For an in-line option, the printing speed has to match or better that of the packaging line, and print set-up time should ideally be less than the line clearance time. If we consider a packing line labelling 400 units a minute and using a label size of 125mm, to maintain the packaging line speed, a print speed of 50m/min is required with a single engine.

There is the possibility of more than one printer on each packing line, but this would add to cost, increase space requirements and further complicate the line, but may still prove to be a viable option.

For the near-line option to be viable, print output has to equal or better the requirements of more than one packing line. The more lines a single printing machine can satisfy, the lower the packaging unit cost of this option. With a near-line option, it is possible to increase output by investing in faster technology and/or by printing more than one across.

A near-line printing machine would need to run at 150m per minute, over the same shift pattern (with total down time equal to or less than that of the packing lines) to meet the requirements of three packaging lines. These requirements could also be met by printing three across at 50m per minute, but in this case it would also be necessary to die-cut and slit the web into single lanes of labels suitable for the label applicators.

Inks and substrates

For many packaging materials, such as cartons and labels, there are demanding end-use resistance requirements of the ink.

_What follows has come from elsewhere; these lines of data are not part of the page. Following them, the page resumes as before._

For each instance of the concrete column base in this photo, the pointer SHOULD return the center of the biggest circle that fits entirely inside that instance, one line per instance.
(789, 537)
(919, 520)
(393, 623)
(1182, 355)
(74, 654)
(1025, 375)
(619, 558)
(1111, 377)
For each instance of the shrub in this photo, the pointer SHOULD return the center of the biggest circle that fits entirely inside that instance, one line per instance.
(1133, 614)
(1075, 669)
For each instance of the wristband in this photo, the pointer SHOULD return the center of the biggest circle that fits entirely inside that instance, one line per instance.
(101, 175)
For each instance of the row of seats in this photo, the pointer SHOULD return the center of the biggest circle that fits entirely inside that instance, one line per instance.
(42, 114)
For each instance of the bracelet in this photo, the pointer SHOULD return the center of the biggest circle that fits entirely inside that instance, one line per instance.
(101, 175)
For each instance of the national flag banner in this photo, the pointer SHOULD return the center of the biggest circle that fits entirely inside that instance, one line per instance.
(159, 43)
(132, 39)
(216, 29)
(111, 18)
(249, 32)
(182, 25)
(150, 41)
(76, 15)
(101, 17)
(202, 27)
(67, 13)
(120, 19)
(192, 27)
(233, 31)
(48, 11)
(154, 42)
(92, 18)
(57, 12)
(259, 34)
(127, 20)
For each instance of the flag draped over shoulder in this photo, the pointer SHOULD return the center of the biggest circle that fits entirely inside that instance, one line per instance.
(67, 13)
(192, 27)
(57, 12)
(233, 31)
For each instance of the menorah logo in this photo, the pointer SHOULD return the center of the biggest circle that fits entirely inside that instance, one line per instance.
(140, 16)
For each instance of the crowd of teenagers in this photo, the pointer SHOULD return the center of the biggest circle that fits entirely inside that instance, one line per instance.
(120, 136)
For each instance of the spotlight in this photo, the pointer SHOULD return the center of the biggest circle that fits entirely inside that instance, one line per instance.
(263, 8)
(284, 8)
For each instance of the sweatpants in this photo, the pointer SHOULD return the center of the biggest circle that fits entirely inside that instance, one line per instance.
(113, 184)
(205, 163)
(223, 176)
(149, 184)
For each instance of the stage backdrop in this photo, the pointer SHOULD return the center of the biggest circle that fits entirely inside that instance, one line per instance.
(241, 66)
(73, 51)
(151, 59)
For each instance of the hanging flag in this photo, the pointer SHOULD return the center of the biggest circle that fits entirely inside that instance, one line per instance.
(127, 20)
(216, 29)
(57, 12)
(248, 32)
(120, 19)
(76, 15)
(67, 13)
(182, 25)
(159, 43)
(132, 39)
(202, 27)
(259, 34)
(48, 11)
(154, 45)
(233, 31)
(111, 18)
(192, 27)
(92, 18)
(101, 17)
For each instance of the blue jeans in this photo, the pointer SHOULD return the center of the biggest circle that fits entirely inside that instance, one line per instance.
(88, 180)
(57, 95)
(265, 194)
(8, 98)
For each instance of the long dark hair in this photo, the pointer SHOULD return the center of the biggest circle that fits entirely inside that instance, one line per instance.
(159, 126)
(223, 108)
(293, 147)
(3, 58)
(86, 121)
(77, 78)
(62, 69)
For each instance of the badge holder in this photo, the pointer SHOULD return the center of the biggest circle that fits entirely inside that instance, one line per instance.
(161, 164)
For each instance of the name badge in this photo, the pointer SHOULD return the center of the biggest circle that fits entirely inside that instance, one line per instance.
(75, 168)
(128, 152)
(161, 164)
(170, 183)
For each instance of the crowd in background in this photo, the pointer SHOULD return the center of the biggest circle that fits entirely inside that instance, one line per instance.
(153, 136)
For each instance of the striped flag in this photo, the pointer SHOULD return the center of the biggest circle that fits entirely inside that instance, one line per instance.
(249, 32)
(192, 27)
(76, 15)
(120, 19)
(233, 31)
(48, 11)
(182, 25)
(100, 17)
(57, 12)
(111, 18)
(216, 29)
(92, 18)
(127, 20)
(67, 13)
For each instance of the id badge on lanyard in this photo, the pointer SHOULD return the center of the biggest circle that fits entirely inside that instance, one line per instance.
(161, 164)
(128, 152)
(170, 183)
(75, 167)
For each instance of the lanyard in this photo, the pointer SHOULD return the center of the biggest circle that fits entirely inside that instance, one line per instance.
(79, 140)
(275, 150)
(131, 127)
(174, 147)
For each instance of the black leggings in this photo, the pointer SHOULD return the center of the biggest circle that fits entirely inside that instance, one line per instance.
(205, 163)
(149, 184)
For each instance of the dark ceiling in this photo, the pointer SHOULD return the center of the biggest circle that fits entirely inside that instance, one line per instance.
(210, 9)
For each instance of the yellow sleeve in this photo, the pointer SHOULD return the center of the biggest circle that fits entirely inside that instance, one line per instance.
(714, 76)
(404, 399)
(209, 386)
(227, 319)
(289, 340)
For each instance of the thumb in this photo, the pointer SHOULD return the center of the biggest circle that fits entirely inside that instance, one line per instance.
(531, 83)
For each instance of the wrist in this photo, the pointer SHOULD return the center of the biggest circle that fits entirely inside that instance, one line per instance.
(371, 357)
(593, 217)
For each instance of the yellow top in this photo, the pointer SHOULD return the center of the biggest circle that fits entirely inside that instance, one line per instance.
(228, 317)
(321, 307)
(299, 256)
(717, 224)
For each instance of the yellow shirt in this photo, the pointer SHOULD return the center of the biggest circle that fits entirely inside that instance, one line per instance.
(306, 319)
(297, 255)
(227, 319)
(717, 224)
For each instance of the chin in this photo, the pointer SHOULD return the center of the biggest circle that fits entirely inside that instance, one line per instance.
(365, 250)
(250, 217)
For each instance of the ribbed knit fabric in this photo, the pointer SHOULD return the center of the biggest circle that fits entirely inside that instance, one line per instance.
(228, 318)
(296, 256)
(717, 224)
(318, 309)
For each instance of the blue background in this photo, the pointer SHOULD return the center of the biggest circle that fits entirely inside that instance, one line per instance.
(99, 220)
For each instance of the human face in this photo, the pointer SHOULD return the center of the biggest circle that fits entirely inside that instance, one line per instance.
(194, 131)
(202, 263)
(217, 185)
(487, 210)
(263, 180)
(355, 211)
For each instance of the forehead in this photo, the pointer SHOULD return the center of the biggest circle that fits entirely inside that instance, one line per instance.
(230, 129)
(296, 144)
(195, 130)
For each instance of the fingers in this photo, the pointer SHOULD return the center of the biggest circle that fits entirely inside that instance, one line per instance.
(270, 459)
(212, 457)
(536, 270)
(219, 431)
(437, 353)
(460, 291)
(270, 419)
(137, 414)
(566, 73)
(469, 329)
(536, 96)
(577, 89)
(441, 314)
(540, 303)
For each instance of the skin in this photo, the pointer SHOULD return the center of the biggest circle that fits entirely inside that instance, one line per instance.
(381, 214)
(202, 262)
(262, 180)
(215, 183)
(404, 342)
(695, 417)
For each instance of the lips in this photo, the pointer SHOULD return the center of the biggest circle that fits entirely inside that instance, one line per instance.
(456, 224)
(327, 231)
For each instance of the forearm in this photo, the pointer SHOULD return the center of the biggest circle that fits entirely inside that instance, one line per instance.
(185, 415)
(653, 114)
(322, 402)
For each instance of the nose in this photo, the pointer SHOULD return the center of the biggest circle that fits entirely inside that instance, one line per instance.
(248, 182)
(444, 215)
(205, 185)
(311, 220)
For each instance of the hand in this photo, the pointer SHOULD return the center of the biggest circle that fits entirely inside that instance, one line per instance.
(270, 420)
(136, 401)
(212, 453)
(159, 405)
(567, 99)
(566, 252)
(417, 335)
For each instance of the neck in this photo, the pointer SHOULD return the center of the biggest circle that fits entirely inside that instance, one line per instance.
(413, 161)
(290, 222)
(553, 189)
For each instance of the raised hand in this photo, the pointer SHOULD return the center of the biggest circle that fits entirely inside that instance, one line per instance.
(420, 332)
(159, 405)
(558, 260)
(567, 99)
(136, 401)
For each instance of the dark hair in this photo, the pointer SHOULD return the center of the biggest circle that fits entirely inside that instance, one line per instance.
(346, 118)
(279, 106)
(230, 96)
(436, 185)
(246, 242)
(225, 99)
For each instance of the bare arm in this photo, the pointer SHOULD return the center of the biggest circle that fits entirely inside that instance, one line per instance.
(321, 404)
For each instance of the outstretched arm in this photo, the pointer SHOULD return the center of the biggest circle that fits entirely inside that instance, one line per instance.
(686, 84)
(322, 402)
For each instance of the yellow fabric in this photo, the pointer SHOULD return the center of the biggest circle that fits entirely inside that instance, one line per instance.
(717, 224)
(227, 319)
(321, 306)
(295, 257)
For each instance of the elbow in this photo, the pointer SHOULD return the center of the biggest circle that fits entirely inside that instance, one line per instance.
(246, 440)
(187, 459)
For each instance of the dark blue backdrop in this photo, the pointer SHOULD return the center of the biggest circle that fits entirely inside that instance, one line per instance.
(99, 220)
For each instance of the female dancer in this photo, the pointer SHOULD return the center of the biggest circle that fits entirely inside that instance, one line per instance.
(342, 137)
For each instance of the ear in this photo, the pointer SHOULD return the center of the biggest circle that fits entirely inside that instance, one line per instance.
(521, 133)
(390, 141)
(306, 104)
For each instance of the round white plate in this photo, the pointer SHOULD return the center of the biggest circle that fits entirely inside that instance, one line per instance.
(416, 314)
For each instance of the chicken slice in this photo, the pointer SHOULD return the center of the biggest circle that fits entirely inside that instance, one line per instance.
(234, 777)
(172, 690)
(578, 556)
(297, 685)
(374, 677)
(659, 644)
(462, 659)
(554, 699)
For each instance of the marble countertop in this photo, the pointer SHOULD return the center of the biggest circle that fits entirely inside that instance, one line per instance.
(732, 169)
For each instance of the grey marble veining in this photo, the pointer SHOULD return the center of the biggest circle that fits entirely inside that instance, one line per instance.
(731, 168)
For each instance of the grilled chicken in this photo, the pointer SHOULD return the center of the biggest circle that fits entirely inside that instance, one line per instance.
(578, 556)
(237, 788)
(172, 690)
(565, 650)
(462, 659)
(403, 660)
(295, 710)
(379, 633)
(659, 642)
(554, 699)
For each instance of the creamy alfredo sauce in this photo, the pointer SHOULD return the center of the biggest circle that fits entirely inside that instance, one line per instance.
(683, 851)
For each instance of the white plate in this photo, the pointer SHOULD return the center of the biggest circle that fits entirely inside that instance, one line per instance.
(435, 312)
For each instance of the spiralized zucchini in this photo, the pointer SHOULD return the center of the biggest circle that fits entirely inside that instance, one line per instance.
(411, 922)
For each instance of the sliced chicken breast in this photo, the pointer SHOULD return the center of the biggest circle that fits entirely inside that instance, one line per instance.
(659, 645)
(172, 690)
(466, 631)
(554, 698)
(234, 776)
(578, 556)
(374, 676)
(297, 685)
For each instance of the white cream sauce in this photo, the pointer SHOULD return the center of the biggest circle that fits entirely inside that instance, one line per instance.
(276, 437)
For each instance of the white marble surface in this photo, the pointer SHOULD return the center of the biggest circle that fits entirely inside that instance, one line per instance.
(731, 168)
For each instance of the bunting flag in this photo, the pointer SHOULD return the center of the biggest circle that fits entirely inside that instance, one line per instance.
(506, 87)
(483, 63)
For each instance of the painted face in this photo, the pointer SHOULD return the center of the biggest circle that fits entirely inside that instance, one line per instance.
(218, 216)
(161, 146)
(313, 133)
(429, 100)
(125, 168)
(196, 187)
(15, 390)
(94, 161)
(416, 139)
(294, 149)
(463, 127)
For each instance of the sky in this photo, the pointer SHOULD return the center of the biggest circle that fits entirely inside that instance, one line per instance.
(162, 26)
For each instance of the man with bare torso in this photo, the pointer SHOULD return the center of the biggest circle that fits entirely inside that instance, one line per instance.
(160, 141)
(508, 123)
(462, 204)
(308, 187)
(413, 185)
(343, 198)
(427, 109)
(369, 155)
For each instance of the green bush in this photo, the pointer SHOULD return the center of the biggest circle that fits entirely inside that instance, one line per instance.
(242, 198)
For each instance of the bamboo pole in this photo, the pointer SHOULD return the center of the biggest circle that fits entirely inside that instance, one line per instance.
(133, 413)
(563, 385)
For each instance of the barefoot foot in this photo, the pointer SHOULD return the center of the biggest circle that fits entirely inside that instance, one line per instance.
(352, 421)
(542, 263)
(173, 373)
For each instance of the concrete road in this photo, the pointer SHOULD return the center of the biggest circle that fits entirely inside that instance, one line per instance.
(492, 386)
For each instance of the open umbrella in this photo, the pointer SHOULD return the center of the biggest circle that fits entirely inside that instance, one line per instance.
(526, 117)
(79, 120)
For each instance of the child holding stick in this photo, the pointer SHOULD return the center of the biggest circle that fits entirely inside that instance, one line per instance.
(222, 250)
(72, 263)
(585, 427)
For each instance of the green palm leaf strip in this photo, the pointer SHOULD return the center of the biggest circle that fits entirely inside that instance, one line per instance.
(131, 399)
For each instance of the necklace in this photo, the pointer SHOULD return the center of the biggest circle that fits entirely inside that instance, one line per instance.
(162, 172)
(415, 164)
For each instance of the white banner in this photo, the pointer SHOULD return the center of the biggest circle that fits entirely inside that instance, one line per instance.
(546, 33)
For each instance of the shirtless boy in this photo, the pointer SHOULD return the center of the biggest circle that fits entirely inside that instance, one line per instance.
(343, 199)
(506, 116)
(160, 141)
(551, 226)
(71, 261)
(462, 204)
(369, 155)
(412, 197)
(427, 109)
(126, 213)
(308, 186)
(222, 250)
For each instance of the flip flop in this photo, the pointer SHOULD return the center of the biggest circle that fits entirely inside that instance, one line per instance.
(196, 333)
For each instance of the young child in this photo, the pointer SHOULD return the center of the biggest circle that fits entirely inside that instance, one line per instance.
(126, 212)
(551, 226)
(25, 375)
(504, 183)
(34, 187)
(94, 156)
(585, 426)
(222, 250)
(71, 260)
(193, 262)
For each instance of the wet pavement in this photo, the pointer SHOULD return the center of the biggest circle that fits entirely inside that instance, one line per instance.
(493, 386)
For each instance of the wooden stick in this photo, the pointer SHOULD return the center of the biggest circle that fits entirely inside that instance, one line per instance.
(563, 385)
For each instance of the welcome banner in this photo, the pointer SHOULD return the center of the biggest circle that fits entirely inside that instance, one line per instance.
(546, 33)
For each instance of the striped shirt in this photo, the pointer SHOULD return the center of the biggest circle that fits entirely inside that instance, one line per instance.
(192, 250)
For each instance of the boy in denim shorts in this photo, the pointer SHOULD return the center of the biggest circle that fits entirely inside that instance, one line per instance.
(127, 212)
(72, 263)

Some ink systems such as UV-cured inks can meet these requirements, but with other ink technologies it may be necessary to apply a UV overvarnish or a laminate.

Substrates can also be a serious consideration as some digital printing technologies use heat and/or pressure to fuse the ink on to the substrate. This may make a process unsuitable for use with some polymers, which are used in the manufacture of ‘no look' plastic labels and with precut pressure-sensitive labels. With some digital printing technologies, it may be necessary to condition materials during printing, adding to waste and down time. With other technologies, it may be necessary to buy specially coated substrates for good ink receptivity, adding to the cost of raw materials.

Potential benefits

There are many potential benefits that can be gained from printing generic packaging materials on or near to the packing and filling lines, not least a simplified purchasing process as there are fewer generic materials to order, and reduced cost of packaging materials through economy of scale, by being able to order larger volumes of generic materials.

With so many potential benefits, this is an area that packer fillers should investigate thoroughly.